The present can tell you a lot about the past, but you need to know where to look.
A new study appearing this month in Genome Research reveals that protein architectures – the three-dimensional structures of specific regions within proteins – provide an extraordinary window on the history of life.
In the study, researchers at the University of Illinois describe contemporary protein architectures as “molecular fossils” or “historical imprints” that mark important milestones in evolutionary history. The research team compiled a global census of protein architectures, and used these relics to plot the emergence, diversification and refinement of each of the three superkingdoms of life: Archaea, Bacteria and Eukarya.
All proteins are composed of architectural elements, called domains, which can be identified by their structural and functional similarities to one another. Protein domains are the gears, belts, springs and motors that allow the larger protein machinery to function as it should. Every protein contains one or more of them, and proteins that perform very different tasks can contain identical domains.
Protein domains are grouped into what are called fold families and fold superfamilies. Members of a fold superfamily may differ in their underlying amino acid sequences, but retain structural and functional similarities and are evolutionarily related. Fold superfamilies are grouped together into broad categories, called folds.
The new study tracks the evolution of folds and fold superfamilies from the ancient world to the present.
Protein folds turn out to be reliable markers of evolutionary events because they are quite stable over time, said Gustavo Caetano-Anollés, a professor of crop sciences and a principal investigator on the study. Even mutations in the genes that code for them rarely change their three-dimensional structures.
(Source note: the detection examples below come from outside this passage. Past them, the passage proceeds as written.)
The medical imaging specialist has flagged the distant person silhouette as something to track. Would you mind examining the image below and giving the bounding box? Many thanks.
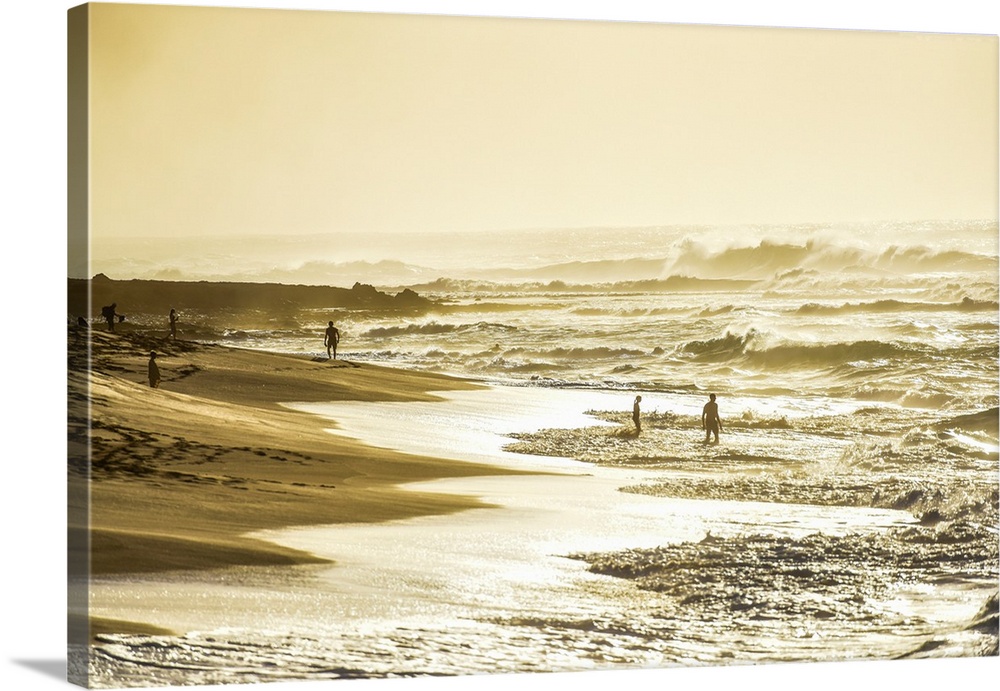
[101,302,124,331]
[323,322,340,360]
[149,351,160,389]
[701,393,722,444]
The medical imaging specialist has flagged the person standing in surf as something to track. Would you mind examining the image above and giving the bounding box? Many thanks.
[323,322,340,360]
[149,351,160,389]
[701,393,722,444]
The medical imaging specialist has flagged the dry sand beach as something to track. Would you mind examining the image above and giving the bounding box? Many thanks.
[69,330,532,634]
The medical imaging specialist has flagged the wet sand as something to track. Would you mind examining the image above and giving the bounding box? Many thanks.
[69,331,532,632]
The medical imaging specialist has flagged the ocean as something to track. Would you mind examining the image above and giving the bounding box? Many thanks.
[91,221,1000,686]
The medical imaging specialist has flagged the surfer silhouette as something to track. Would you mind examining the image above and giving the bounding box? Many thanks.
[149,351,160,389]
[323,322,340,360]
[101,302,124,331]
[701,393,722,444]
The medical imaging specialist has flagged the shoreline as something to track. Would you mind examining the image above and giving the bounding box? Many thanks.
[69,330,540,632]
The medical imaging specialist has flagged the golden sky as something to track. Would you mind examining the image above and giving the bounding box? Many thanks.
[82,4,998,237]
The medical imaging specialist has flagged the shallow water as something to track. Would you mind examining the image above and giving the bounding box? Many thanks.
[92,222,1000,686]
[92,387,996,686]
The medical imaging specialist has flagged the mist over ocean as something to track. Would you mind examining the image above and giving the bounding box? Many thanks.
[91,221,1000,686]
[94,222,998,411]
“Structures are highly conserved because they were important discoveries in the history of the world,” Caetano-Anollés said. “It's very difficult to come up with a new design to do something in a way that an existing structure cannot already do.”
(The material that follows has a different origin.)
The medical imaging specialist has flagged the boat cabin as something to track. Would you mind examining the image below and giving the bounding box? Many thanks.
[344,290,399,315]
The idea that protein folds are highly refined and profoundly flexible machines is supported by the fact that there are so few of them. Scientists have identified only about 1,000 folds and 1,500 fold superfamilies across all the organisms for which full genomes have been sequenced. Many of these protein folds are found in every organism. Other folds appear only in certain subsets of organismal life.
The Illinois team's findings add a new dimension to a long and contentious debate about the earliest stages of evolutionary divergence. By looking at protein architectures across all organisms for which genomic information is available, the team found evidence that the archaeal microbes, the one-celled organisms that inhabit some of the most forbidding environments on the planet, were the first to emerge as an evolutionarily distinguishable group. Their evidence: The repertoire of architectures that would one day belong to the superkingdom known as the Archaea was the first to lose a fold. That fold, a huge class of protein fold superfamilies, simply disappeared from the archaeal lineage altogether.
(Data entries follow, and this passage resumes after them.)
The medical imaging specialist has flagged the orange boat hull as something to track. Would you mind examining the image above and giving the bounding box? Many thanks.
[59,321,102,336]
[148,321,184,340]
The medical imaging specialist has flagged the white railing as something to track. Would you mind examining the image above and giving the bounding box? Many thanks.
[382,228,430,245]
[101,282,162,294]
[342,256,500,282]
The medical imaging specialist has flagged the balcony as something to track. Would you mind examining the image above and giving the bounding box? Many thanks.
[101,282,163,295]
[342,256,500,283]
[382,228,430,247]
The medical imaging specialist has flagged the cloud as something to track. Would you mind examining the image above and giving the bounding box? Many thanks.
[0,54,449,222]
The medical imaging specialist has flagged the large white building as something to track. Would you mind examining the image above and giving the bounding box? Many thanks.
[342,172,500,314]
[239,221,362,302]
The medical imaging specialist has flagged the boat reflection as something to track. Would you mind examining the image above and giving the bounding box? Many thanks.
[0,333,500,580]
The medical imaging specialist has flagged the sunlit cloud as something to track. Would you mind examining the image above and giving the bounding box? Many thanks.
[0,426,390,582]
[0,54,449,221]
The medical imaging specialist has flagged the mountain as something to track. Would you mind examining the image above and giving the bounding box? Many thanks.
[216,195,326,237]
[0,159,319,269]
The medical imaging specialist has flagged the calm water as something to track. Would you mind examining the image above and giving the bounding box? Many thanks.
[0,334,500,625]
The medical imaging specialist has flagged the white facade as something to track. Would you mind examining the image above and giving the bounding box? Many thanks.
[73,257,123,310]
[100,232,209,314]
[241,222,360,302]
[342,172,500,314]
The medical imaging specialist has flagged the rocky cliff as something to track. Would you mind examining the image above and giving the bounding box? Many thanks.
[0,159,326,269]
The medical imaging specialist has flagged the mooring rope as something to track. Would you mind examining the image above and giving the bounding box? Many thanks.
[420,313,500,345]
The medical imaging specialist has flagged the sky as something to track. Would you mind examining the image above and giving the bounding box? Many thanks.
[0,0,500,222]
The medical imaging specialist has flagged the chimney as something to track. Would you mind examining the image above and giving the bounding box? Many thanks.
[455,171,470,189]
Eventually, more and more folds joined the list of architectures abandoned by the Archaea, in what the authors describe as a process of “reductive evolution.” The folds belonging to organisms that eventually evolved into what we now call bacteria and the multicellular eukaryotes also began to lose folds, but they started downsizing their repertoires much later than the Archaea.
Prior to this, the authors write, the world of protein folds was large and diverse, containing many of the fold architectures still in use today. This was the time of the “communal ancestor,” before the emergence of superkingdoms and the myriad organisms that would eventually populate each group.
This overview of protein architectures adds to the picture of how the superkingdoms emerged and diverged. The Archaea jettisoned many of the folds that had been part of their original heritage.